Prawer points out how Marx’s early engagement with world literary texts becomes the basis for his critical engagement with the ideological dimensions of class-based society, reflected in his Theses on Feuerbach, The German Ideology, and the Communist Manifesto. In chapters 5-12, Prawer analyzes some key theoretical manifestations in Marx’s work from the years 1845-62, such as the formulation of the dialectical method, his analysis of private property under capitalism, the division of labor and commodity fetishism, and the formation of revolutionary communism, based on the inevitable conflict between capital and labor outlined in the Manifesto. For Prawer, the Marx of The German Ideology was particularly concerned with the role of the writer in class-based society: “What, then, of the intellectual, what of the artist, and his class affiliations? Here we must remember what has been said about ‘oppositional’ writers and thinkers in The German Ideology. Such men … can identify themselves with forces already at work in their society … destined to change radically the socio-economic relations obtaining in a given society and hence, ultimately, to change intellectual and artistic life too” (147). Marx’s concern here with the role of the committed artist would become a central tenet of Marxist literary and cultural criticism in the 20th century, through such figures as Georg Lukács, Theodor Adorno, and Mao Tse-tung, among a host of others in the Marxist tradition, yet it also draws attention to the representations of literary form in class-based society, its functionality in the course of revolutionary transformation, and the turn it would ultimately take in the post-capitalist world.

The final chapters of Prawer’s book look closely at Marx’s turn to political economy, specifically Capital I. As noted, throughout the course of Marx’s work, literary references were used as a form of praxis, to demonstrate the historical setting of human development in a particular era, and to augment the hopes of a revolutionary future based on creative labor, a central principle that contemporary post-Marxists like Antonio Negri draw upon in their own work. As Prawer notes, “What Marx looks for, in Shakespeare as in Sophocles, is the forceful expression, or suggestion, of an outlook which is the exact opposite of that which he attributes to the modern capitalist” (330). By analyzing Marx’s use of world literary texts in Capital I, we can see the materialist method at work, for it symbolizes for Marx the antithesis—the negation of the negation—of capitalist social relations, sanctified by the instabilities and contradictions of the marketplace which find delimiting expression in the commodity form. Ultimately for Marx, creative labor, drawn from all parts of the world, will form the paradigm of ideological resistance against capitalist alienation, which reduces imaginative capabilities to bourgeois utility.

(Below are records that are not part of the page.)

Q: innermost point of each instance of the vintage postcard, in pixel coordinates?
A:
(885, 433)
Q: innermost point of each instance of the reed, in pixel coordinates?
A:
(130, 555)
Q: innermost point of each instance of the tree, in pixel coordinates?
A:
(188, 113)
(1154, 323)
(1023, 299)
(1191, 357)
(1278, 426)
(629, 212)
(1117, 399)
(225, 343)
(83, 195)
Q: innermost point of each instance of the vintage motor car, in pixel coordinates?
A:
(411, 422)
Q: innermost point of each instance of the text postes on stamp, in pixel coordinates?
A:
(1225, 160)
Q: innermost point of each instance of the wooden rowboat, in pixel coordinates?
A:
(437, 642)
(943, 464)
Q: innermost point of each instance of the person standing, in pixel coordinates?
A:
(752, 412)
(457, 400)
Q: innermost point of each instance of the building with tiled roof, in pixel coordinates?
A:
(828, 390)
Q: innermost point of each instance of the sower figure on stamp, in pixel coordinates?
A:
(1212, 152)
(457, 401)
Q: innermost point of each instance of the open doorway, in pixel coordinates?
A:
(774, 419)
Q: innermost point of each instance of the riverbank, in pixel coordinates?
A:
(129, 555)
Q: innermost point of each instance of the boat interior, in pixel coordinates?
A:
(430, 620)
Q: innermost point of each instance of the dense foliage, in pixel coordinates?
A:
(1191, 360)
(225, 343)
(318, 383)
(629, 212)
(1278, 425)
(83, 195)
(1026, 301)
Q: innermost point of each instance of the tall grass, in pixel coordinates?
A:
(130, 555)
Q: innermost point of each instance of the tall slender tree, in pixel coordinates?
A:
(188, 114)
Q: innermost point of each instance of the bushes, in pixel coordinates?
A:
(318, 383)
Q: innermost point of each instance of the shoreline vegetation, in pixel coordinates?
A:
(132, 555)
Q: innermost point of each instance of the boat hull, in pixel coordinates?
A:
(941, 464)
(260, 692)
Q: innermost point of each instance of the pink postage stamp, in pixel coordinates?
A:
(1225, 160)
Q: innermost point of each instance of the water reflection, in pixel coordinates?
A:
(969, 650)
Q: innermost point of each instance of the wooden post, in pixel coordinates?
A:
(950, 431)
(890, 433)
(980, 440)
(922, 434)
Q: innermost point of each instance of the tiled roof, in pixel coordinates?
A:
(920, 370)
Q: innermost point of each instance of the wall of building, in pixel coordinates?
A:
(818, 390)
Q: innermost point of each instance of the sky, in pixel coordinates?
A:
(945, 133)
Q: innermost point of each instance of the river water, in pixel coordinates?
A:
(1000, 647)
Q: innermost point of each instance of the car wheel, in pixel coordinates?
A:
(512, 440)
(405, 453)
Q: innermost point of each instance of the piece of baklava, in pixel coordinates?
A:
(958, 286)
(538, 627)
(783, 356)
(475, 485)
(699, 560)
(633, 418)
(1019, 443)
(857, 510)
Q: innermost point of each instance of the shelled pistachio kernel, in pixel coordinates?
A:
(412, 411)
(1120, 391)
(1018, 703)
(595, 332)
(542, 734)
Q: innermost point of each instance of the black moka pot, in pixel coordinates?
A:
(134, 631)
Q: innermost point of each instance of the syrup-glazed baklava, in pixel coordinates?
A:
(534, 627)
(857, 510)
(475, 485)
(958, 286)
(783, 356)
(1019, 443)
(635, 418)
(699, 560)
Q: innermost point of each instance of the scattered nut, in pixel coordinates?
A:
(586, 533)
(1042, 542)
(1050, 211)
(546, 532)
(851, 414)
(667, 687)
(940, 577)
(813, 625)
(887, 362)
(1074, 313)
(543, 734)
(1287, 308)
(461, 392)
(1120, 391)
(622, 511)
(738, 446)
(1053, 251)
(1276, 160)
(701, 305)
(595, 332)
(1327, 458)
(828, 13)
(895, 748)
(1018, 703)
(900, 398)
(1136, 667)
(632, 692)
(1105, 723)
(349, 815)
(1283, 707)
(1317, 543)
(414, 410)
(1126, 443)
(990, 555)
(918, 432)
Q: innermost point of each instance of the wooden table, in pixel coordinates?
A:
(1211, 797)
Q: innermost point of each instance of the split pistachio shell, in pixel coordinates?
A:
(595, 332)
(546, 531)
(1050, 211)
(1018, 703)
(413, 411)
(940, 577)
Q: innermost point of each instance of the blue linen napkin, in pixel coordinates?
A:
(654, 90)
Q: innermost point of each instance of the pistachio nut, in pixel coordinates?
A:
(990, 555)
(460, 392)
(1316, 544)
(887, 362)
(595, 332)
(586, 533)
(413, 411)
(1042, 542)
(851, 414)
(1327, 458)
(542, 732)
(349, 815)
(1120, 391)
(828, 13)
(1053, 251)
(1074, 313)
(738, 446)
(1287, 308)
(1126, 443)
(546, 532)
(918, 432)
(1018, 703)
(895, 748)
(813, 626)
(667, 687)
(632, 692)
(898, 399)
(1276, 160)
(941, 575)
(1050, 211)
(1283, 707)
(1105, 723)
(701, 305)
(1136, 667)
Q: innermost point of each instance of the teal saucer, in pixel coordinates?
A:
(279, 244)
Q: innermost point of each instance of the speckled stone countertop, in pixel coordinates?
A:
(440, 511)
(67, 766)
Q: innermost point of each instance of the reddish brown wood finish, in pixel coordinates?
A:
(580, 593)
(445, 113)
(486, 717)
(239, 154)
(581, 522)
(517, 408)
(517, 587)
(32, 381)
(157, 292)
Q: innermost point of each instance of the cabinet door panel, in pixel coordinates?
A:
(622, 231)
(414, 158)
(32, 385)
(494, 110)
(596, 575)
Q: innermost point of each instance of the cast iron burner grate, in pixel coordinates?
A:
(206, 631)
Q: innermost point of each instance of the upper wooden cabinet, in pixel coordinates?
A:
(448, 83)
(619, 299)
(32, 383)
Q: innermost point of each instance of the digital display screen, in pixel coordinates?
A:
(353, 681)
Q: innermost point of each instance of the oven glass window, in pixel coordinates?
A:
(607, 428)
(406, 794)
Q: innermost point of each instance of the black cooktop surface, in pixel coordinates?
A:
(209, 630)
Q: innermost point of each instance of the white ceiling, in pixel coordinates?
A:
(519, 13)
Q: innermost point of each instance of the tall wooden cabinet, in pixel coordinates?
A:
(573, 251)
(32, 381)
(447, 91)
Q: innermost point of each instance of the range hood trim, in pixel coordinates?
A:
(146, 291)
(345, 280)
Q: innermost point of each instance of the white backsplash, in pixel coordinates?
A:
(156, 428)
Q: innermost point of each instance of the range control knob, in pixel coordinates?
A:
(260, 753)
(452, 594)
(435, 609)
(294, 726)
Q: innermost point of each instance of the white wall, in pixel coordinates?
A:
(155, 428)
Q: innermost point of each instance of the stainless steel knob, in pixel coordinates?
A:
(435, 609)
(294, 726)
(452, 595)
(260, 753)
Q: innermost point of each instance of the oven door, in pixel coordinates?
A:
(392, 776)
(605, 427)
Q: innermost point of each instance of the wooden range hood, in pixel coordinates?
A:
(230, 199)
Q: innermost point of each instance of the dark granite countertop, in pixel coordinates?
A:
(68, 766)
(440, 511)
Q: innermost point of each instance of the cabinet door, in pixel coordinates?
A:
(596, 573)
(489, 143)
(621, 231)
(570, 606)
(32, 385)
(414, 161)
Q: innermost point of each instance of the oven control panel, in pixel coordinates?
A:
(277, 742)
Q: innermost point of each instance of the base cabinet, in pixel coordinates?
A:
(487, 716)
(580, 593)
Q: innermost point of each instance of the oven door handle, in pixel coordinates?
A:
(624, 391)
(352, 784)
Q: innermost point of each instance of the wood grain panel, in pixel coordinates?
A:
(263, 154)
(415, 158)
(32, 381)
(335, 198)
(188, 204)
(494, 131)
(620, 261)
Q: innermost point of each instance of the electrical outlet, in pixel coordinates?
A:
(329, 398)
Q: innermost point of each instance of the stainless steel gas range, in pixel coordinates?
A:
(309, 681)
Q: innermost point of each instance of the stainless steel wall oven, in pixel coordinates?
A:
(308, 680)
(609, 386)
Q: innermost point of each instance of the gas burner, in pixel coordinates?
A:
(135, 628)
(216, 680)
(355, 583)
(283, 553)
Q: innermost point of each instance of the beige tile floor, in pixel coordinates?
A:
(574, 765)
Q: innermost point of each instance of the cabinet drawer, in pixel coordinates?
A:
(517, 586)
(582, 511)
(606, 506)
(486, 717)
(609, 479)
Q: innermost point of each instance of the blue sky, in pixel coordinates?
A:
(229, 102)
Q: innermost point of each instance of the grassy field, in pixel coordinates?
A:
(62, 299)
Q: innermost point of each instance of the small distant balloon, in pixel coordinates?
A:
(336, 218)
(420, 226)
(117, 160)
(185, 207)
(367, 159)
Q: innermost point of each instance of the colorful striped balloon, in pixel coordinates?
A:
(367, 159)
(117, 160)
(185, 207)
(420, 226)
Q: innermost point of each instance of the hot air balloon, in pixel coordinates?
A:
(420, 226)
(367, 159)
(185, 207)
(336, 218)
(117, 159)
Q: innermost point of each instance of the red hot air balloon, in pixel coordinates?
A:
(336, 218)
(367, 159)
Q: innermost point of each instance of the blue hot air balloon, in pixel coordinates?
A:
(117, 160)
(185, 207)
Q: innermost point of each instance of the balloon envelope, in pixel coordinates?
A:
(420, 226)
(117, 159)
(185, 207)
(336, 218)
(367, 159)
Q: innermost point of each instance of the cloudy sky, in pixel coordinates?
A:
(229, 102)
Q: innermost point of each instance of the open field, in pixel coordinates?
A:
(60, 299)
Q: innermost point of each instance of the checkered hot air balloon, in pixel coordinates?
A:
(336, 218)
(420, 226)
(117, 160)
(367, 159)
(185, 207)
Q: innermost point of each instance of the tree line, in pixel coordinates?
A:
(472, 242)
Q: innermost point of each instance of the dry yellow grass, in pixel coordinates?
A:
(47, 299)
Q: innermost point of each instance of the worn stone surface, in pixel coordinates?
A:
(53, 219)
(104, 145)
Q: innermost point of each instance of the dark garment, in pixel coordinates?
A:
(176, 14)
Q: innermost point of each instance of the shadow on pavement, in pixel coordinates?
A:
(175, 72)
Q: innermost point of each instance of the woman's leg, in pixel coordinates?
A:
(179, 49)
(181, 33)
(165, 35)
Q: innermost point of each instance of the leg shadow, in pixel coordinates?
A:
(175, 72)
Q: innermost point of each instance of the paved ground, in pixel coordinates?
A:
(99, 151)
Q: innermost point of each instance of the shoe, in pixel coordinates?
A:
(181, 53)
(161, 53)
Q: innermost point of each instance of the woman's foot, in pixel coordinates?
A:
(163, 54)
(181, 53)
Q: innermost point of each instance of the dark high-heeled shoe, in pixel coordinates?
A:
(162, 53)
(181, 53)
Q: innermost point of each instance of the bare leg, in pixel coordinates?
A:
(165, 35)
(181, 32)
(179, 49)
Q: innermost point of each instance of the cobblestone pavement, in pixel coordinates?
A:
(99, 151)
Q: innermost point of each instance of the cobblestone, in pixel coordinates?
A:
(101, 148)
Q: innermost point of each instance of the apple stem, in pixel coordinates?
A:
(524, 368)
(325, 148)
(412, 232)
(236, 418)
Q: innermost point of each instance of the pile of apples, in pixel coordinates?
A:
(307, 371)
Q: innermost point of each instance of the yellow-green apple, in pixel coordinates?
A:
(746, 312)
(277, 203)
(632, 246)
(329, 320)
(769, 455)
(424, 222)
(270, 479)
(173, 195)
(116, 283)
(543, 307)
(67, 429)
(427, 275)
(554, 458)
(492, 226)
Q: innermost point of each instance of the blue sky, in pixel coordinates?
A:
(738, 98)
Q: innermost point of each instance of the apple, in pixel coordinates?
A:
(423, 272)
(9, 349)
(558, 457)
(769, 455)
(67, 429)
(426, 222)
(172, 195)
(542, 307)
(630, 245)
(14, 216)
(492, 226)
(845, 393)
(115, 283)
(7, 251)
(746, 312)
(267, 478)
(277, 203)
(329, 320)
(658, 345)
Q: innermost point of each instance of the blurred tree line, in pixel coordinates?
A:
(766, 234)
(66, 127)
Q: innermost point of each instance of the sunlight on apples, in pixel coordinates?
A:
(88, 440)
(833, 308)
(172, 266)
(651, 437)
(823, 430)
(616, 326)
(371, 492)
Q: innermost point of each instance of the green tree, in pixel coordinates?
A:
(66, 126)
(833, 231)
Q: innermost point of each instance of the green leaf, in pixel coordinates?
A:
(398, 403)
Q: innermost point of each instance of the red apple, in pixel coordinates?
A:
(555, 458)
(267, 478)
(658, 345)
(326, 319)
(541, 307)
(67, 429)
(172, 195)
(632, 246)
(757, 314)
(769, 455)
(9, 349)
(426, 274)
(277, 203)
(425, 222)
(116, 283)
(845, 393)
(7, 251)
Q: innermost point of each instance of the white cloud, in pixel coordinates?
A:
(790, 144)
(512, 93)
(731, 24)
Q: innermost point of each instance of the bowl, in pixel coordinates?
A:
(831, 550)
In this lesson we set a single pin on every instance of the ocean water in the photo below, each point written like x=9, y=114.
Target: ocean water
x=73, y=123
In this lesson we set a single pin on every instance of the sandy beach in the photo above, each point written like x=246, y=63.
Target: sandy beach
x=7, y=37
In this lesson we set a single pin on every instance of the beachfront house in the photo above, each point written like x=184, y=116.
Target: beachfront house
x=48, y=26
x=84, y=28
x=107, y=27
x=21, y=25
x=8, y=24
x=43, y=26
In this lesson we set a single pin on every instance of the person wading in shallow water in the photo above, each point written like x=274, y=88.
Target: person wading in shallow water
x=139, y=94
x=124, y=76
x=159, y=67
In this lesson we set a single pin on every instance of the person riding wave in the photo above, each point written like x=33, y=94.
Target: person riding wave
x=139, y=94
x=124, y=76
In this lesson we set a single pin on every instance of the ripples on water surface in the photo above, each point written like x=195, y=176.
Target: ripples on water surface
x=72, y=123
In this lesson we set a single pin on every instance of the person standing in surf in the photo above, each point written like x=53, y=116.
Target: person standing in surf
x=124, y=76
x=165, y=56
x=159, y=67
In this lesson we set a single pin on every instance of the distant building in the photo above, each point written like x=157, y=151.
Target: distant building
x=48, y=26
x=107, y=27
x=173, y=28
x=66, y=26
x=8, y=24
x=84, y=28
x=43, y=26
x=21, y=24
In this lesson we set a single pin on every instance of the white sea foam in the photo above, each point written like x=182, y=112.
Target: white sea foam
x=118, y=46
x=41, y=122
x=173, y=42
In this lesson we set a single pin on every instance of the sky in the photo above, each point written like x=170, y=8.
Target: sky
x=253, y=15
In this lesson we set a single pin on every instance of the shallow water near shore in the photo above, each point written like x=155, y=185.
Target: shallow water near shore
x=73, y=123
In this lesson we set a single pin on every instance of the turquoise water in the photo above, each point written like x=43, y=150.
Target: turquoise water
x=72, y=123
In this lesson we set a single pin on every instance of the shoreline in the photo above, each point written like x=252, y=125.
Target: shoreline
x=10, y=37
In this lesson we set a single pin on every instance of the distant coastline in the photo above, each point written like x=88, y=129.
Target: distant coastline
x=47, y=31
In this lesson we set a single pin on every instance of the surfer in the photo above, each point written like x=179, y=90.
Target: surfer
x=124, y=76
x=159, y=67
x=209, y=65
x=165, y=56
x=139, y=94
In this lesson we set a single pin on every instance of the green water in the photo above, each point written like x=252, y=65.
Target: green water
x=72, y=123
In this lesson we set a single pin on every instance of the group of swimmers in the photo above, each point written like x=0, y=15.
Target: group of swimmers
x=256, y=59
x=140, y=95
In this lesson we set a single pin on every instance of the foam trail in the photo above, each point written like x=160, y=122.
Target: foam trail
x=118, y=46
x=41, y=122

The concern with Prawer’s book is that it lacks a concrete discussion of the concept of world literature, a topic that has come into fashion in the last decade. Prawer could have utilized what he saw in Marx’s foresight to investigate the question of world literature as it appears today. His analysis could be useful in uprooting some of the postmodernist discourse on this topic, which remains resistant to dialectical materialism. Although his book does not cover the last 35 years, it insightfully examines the aesthetic components of Marx’s methodology – a scientific method that is often reduced to mechanistic scrutiny, or what many in the postmodernist camp see as the “vulgar” approach of Marxist criticism. The continuity in Marx’s reading praxis of world literary and cultural texts reveals his work in a humanistic light, while simultaneously opening it up to new ways of thinking about the system of dialectical materialism and its revolutionary potentiality. As the recent crisis of global capital demonstrates, those of us working in Marx’s revolutionary tradition must learn from such practice if we are to create a new global community, one that encapsulates some of the humanity which Marx sees working through world literary texts and their authors.